Over the last few weeks, I gave demo of our product to a few friends and acquaintances. These people range from engineers to product managers to analysts to non-technical business folks. One of the key takeaways from these conversations was that most people equated anomalies with rule-based alerts – an alert that triggers when a metric goes outside a specified range. For example, alert when CPU utilization is greater than 90%.
If you do a Google Search for anomalies, you get the following result from its dictionary:
something that deviates from what is standard, normal, or expected.
How do you define what is normal or expected?
Let’s do a small test and see if we can visually identify abnormalities, or anomalies, in data.
The chart below shows hourly data for a real metric for 30 days. Visually, it looks like there are two anomalies – one on 24-Feb and another on 3-Mar.
Let’s look at the same metric with granularity as daily, instead of hourly. Looking at this view, 24-Feb doesn’t seem to be an anomaly. Seems like there’s only one anomaly on 3 Mar.
Now let’s change the duration of the data from 30 days to 180 days. There are spikes every few days. Is that normal for the metric? May be the metric spikes at the start of every month. But the spikes don’t seem to be evenly spaced out. Is 3-Mar still an anomaly?
Now let’s look at this 180 day data on a weekly basis. Is the week of 3-Mar an anomaly? Doesn’t seem so.

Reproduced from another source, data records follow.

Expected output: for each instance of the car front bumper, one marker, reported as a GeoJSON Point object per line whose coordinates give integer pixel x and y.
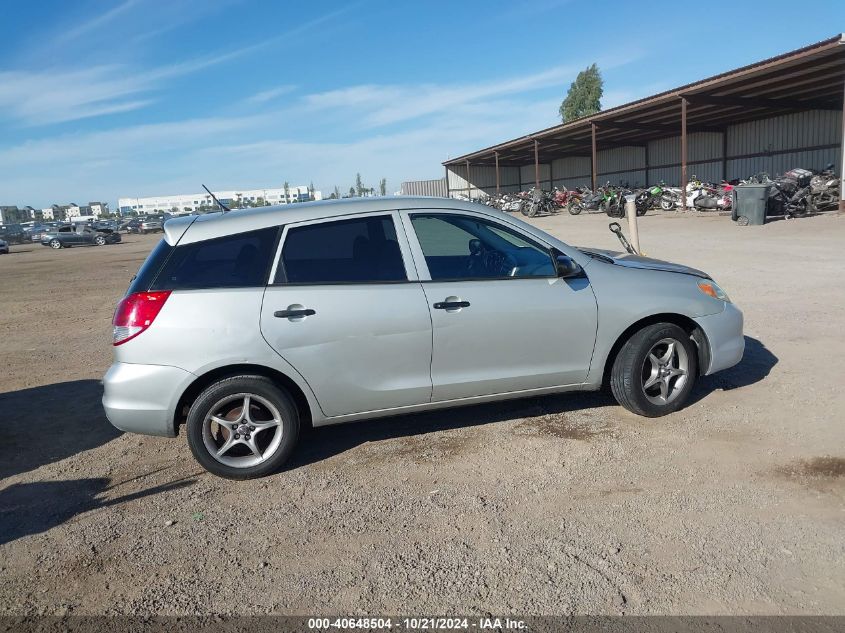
{"type": "Point", "coordinates": [724, 336]}
{"type": "Point", "coordinates": [143, 398]}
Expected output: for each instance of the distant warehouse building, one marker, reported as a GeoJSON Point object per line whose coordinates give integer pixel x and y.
{"type": "Point", "coordinates": [771, 116]}
{"type": "Point", "coordinates": [424, 188]}
{"type": "Point", "coordinates": [197, 202]}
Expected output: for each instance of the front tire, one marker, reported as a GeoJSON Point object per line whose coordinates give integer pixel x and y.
{"type": "Point", "coordinates": [242, 427]}
{"type": "Point", "coordinates": [654, 372]}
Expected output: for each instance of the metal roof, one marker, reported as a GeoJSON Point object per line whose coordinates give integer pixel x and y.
{"type": "Point", "coordinates": [810, 78]}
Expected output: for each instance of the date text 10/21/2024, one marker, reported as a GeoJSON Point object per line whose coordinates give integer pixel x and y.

What we just saw is that there’s no one normal for a metric. What’s normal depends on at least two factors:
- Granularity of data (hourly, daily, weekly, …)
- Amount of historical data
Additionally, with every change in the underlying data, the normal changes as well. What’s an anomaly today might not have been considered an anomaly 6 months ago.
On a separate note, below is the Nasdaq Composite index since 1981. Can you visually find the anomalies? Dot-com bubble burst of 2001? Financial crisis of 2008? Covid pandemic of 2020?